La datation et l’interprétation de
cet ensemble posent problème. En effet aucun indice ne permet de proposer une
date pour la construction de l’hypocauste. Les niveaux de destruction-abandon
contiennent eux des céramiques datées du IVème siècle après J.-C..
La fonction du bâtiment fait
également problème : le seul indice allant dans le sens d’une fonction
thermale est la présence d’un caniveau contigu au mur sud de l’hypocauste.
Pourtant aucun lien direct n’est apparu entre le caniveau et l’hypocauste.
Toutes ces questions apparues sur ce
modeste chantier de fouilles nous incitent
à pousser plus loin les investigations sur ce procédé témoin du haut
degré de la technologie antique.
Historique
D’un point de vue historique, bien
avant l’invention de l’hypocauste, le premier système de chauffage fut le foyer
ouvert. Situé au cantre de la pièce d’habitation principale, il servait autant
à la cuisson des aliments qu’au chauffage de la maison. Ce système convenait
mal à des habitats plus évolués composés de multiples pièces. La réponse à ce
problème fut apportée par l’invention de braseros portatifs, déplaçables d’une
pièce à l’autre. Ces sortes de récipients furent d’abord en terre cuite puis en
métal[2].
Ils pouvaient servir d’appareil de chauffage comme de réchaud pour les
aliments. Ce système fut extrêmement répandu même s’il présentait
l’inconvénient d’être responsable de nombreux incendies[3].
Les
cheminées (âtres) étaient connues des Romains, pourtant ils les utilisèrent
très peu.
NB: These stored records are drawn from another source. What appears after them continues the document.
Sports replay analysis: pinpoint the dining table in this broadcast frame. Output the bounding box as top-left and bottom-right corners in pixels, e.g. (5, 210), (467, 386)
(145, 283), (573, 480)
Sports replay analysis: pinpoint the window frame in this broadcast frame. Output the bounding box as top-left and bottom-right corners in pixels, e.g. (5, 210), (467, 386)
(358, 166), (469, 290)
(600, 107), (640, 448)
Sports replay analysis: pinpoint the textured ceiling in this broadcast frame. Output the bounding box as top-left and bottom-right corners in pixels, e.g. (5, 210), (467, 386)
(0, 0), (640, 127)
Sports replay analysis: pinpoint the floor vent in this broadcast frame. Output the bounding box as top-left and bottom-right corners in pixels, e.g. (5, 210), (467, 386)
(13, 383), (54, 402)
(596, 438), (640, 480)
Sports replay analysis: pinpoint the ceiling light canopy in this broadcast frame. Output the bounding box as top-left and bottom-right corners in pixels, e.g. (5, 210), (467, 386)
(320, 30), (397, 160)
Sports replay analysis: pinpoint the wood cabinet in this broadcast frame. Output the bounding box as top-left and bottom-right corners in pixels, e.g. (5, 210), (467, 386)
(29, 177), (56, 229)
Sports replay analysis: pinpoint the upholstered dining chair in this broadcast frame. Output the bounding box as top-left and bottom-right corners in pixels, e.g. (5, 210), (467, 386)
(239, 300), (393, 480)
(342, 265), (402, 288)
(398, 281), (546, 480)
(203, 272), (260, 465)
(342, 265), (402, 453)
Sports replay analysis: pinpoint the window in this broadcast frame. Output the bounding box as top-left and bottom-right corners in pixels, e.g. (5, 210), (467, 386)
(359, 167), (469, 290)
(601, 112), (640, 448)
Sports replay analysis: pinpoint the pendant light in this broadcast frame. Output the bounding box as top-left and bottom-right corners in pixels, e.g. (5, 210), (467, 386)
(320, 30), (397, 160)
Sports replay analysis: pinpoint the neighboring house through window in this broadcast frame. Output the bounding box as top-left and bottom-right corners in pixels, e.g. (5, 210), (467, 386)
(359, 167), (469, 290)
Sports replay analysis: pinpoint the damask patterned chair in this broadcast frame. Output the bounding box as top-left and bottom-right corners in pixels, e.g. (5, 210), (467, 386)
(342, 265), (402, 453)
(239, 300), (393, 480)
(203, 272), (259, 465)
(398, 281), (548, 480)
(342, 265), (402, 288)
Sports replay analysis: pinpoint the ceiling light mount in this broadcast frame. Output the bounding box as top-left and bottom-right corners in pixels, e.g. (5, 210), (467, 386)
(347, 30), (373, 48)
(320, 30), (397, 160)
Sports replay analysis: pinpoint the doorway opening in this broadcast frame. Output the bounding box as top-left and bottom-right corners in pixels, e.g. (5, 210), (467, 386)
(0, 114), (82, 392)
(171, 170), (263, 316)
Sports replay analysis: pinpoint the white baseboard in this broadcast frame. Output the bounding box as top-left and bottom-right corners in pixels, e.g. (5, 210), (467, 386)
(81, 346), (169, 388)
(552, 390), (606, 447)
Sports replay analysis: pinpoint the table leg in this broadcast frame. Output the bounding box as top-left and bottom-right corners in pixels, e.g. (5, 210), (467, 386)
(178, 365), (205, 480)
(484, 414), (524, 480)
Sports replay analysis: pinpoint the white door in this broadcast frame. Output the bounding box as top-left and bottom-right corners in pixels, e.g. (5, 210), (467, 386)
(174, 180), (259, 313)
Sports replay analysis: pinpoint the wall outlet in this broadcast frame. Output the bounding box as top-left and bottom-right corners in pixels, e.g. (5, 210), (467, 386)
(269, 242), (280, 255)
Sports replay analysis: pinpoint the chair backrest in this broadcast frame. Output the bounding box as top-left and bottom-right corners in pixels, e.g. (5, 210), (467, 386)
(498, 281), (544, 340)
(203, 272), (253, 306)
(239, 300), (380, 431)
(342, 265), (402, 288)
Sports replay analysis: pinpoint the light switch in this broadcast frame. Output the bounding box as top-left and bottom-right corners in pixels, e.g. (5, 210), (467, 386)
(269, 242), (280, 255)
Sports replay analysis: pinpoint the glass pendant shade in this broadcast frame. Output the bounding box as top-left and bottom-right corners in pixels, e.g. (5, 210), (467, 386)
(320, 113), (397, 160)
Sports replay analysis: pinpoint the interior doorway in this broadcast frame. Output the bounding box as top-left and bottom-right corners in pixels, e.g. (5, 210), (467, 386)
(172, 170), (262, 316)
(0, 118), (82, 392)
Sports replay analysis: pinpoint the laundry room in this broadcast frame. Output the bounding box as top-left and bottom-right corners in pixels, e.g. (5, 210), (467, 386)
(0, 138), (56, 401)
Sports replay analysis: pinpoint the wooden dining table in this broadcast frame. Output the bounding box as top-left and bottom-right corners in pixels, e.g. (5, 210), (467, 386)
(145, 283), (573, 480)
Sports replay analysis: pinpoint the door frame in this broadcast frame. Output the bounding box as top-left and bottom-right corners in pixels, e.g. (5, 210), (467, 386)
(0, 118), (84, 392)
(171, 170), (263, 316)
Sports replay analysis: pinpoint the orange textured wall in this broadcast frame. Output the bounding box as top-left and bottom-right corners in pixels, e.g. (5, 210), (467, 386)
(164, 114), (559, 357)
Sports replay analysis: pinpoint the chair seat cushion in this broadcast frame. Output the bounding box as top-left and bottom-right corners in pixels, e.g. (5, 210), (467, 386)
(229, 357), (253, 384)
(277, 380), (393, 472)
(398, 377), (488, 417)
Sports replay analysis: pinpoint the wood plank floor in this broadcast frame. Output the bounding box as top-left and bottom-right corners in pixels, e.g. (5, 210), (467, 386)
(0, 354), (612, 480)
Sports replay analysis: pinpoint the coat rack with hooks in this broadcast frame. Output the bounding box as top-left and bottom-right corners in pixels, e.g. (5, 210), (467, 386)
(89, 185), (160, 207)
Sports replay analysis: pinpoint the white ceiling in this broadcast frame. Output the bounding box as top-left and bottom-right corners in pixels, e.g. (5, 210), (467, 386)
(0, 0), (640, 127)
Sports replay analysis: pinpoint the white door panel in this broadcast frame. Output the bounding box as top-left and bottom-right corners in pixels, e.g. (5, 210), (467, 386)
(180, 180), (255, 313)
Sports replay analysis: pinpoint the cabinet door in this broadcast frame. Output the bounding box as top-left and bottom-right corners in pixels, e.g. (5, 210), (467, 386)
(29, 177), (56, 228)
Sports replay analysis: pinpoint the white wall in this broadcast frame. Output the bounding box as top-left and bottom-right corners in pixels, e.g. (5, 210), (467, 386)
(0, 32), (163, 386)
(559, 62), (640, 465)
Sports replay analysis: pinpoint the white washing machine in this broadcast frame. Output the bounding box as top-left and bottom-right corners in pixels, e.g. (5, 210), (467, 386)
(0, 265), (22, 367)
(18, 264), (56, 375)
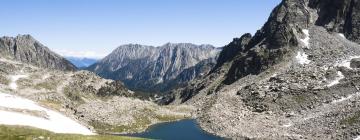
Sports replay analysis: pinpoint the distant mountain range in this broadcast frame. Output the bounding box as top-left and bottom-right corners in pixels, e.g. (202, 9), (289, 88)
(65, 56), (98, 69)
(0, 35), (76, 71)
(87, 43), (221, 92)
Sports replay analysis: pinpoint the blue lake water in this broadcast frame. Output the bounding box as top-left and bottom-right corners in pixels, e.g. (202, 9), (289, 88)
(127, 120), (222, 140)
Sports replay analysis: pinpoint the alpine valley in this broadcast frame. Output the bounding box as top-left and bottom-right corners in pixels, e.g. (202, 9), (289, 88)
(0, 0), (360, 140)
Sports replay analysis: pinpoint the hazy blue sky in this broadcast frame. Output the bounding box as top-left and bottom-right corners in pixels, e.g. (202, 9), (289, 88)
(0, 0), (280, 56)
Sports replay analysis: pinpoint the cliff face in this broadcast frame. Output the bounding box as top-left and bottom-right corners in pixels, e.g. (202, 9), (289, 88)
(88, 43), (220, 92)
(0, 35), (76, 71)
(166, 0), (360, 139)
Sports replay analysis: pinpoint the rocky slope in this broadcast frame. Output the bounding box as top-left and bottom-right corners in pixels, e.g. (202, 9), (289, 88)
(0, 57), (193, 133)
(88, 43), (220, 92)
(0, 35), (76, 71)
(65, 57), (98, 69)
(164, 0), (360, 139)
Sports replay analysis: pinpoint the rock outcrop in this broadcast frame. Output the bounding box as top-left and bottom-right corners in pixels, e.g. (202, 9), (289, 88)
(87, 43), (220, 92)
(0, 35), (76, 71)
(166, 0), (360, 139)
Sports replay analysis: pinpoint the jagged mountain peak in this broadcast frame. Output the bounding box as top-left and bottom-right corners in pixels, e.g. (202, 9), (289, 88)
(88, 43), (220, 92)
(0, 35), (76, 71)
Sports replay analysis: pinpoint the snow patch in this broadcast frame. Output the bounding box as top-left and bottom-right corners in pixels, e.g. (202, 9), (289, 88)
(300, 29), (310, 49)
(335, 56), (360, 69)
(327, 71), (345, 87)
(283, 123), (293, 127)
(0, 92), (94, 135)
(9, 75), (27, 90)
(295, 52), (311, 65)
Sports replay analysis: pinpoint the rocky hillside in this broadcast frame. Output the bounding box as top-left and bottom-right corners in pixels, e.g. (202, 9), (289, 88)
(165, 0), (360, 139)
(65, 56), (98, 69)
(0, 56), (193, 134)
(0, 35), (76, 71)
(88, 43), (220, 92)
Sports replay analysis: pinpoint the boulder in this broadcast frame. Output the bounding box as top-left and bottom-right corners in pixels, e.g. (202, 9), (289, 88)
(350, 58), (360, 68)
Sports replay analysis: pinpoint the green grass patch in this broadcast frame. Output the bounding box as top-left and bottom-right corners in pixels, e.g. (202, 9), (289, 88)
(90, 117), (151, 134)
(0, 125), (141, 140)
(0, 75), (10, 85)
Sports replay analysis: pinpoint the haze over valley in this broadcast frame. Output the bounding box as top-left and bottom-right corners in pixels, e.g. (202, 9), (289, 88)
(0, 0), (360, 140)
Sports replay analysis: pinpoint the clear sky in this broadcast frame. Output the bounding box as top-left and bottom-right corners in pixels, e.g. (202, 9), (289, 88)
(0, 0), (281, 57)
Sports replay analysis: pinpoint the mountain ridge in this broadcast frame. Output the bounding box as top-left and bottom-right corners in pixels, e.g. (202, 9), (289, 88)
(0, 35), (76, 71)
(87, 43), (219, 92)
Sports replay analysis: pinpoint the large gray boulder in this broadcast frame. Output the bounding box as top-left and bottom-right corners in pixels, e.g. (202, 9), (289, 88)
(350, 58), (360, 68)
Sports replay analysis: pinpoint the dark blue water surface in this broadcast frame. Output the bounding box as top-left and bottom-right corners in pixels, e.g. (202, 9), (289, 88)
(127, 120), (222, 140)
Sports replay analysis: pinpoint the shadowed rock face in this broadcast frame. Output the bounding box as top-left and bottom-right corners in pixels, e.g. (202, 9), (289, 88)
(87, 43), (220, 92)
(309, 0), (360, 43)
(0, 35), (76, 71)
(224, 0), (360, 84)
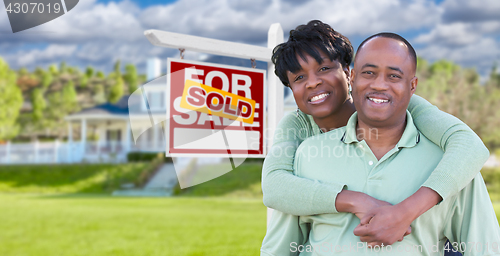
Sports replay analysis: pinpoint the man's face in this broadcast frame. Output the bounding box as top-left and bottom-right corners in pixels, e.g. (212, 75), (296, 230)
(351, 37), (418, 127)
(287, 52), (349, 122)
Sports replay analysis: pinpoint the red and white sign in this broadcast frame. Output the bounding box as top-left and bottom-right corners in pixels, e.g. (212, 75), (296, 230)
(166, 59), (266, 157)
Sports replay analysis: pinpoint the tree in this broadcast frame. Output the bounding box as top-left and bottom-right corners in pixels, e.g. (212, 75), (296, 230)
(96, 71), (106, 79)
(0, 58), (23, 141)
(123, 64), (139, 93)
(416, 60), (500, 149)
(114, 60), (122, 76)
(108, 76), (123, 103)
(92, 84), (106, 104)
(41, 72), (54, 89)
(31, 88), (47, 122)
(49, 64), (59, 76)
(61, 81), (80, 113)
(85, 66), (94, 78)
(59, 61), (68, 74)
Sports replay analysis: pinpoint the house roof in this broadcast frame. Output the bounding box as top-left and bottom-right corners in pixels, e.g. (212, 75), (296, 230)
(65, 95), (165, 120)
(69, 95), (129, 116)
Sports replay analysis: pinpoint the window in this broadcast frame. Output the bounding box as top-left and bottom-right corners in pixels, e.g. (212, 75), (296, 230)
(148, 91), (165, 110)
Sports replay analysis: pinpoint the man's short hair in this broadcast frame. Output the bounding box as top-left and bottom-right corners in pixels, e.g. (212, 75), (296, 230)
(356, 32), (417, 70)
(271, 20), (354, 86)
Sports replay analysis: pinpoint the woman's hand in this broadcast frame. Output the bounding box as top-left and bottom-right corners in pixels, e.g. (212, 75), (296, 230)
(354, 204), (413, 246)
(335, 190), (414, 246)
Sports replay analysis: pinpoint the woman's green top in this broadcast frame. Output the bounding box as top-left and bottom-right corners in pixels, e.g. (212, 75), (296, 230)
(262, 95), (489, 215)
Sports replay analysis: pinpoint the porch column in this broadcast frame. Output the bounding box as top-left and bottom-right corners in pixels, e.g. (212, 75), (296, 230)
(66, 121), (74, 163)
(81, 119), (87, 155)
(6, 140), (10, 163)
(68, 121), (73, 143)
(153, 124), (158, 151)
(123, 121), (132, 154)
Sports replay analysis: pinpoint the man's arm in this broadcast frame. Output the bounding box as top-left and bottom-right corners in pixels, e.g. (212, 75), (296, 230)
(443, 174), (500, 255)
(262, 112), (344, 215)
(355, 95), (489, 245)
(408, 95), (490, 200)
(260, 210), (304, 256)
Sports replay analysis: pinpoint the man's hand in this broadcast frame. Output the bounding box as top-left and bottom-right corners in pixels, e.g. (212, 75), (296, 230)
(350, 193), (392, 220)
(354, 204), (413, 246)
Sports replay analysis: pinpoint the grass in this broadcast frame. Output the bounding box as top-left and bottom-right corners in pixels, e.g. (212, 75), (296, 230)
(0, 162), (500, 256)
(0, 162), (158, 193)
(0, 194), (266, 256)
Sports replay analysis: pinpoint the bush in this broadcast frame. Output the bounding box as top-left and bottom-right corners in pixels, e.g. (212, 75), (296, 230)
(0, 163), (156, 194)
(127, 152), (172, 163)
(481, 167), (500, 201)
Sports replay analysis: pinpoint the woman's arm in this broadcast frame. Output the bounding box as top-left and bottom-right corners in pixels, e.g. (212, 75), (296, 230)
(262, 112), (344, 215)
(354, 95), (489, 246)
(408, 95), (490, 200)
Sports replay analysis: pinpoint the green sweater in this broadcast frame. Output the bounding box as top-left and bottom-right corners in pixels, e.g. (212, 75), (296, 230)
(262, 95), (489, 215)
(261, 112), (500, 256)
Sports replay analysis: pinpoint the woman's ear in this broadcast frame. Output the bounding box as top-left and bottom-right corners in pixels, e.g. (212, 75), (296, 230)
(349, 69), (356, 83)
(343, 67), (351, 83)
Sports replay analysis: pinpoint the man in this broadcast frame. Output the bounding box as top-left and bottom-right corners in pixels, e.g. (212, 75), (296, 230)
(261, 33), (500, 255)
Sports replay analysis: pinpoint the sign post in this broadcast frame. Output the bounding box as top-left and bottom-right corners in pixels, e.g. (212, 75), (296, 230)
(166, 59), (266, 158)
(144, 23), (284, 223)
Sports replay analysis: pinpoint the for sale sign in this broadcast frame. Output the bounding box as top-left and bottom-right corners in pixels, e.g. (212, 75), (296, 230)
(166, 59), (266, 157)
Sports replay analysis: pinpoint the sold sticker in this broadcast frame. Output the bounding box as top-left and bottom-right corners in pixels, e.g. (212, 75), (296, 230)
(165, 59), (266, 159)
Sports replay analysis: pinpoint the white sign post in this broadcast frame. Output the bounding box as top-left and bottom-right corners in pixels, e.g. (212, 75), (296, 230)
(144, 23), (284, 223)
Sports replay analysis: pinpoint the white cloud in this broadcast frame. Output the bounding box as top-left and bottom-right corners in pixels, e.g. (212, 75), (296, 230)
(0, 0), (500, 79)
(11, 45), (77, 66)
(415, 23), (481, 47)
(443, 0), (500, 22)
(418, 38), (500, 77)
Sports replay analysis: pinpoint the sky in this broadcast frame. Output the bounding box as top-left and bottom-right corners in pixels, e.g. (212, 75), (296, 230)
(0, 0), (500, 77)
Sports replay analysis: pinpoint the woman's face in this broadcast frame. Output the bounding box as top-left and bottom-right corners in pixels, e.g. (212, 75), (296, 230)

Il faut attendre le XIème siècle pour voir ce système se généraliser
définitivement[4].
Parallèlement à cette évolution des
techniques de chauffage nous pouvons constater que l’usage du bain individuel
chaud était courant chez les Grecs. Les romains des premiers siècles, quant à
eux, faisaient peu usage du bain. Il faut attendre la fin du IIIème siècle
avant J.-C. pour que les balnéaires fassent leur apparition à Rome tant avec
les thermes publics que dans les habitations privées. Les bains publics
s’appelèrent désormais balneae. Il
semble donc que les grands thermes romains tels que nous les connaissons
procèdent d’une tradition grecque. Des
vestiges du IVème siècle avant J.-C. ont été mis au jour à Syracuse
(canalisations passant sous certaines parties de la pièce à chauffer).
C’est à Pompéi que la rencontre de ces deux
civilisations paraît s’être concrétisée dans ce domaine. Ainsi, les thermes de
Stabies, sont probablement les plus anciens connus. Ces bains sont restaurés au
début du Ier siècle avant J.-C. et ils contiennent désormais des salles sur
hypocauste. Cette invention de l’hypocauste est sans aucun doute l’élément le
plus marquant de l’histoire du chauffage dans l’antiquité. Elle est le fait
d’un certain Caius Sergius Orata contemporain de Sylla[5].
Le mot hypocauste bien que composé de deux mots d’origine grecque, est
d’origine latine[6].
On peut le traduire par « chauffage par en dessous » ou
« chauffage par le sol ». Le mot hypaucausis désigne le foyer souterrain alors qu’hypocaustum désigne plus précisément le
lieu supportant les sols chauffants.
Ce système se généralise alors dans les
thermes publics mais également dans les demeures privées et plus
particulièrement dans les grandes villas rurales. A l’origine il est sans doute
assez peu efficace mais il va bénéficier rapidement de trois innovations
technologiques au début du premier siècle de notre ère. Ce fut tout d’abord la
découverte du verre à vitre[7]
qui permit une meilleure isolation des bâtiments, ensuite celle des matériaux
résistants au feu (réfractaires) et enfin l’invention des tubuli qui permettaient à l’air chaud de circuler dans des murs
creux[8].
Il est possible que les inventeurs des tubuli
se soient inspirés des doubles cloisons
isolantes destinées à protéger une pièce de l’humidité. Les pièces ainsi mieux
isolées, la chaleur plus également répartie permirent de produire des
températures beaucoup plus élevées ( jusqu’à 40° dans les piscines[9]).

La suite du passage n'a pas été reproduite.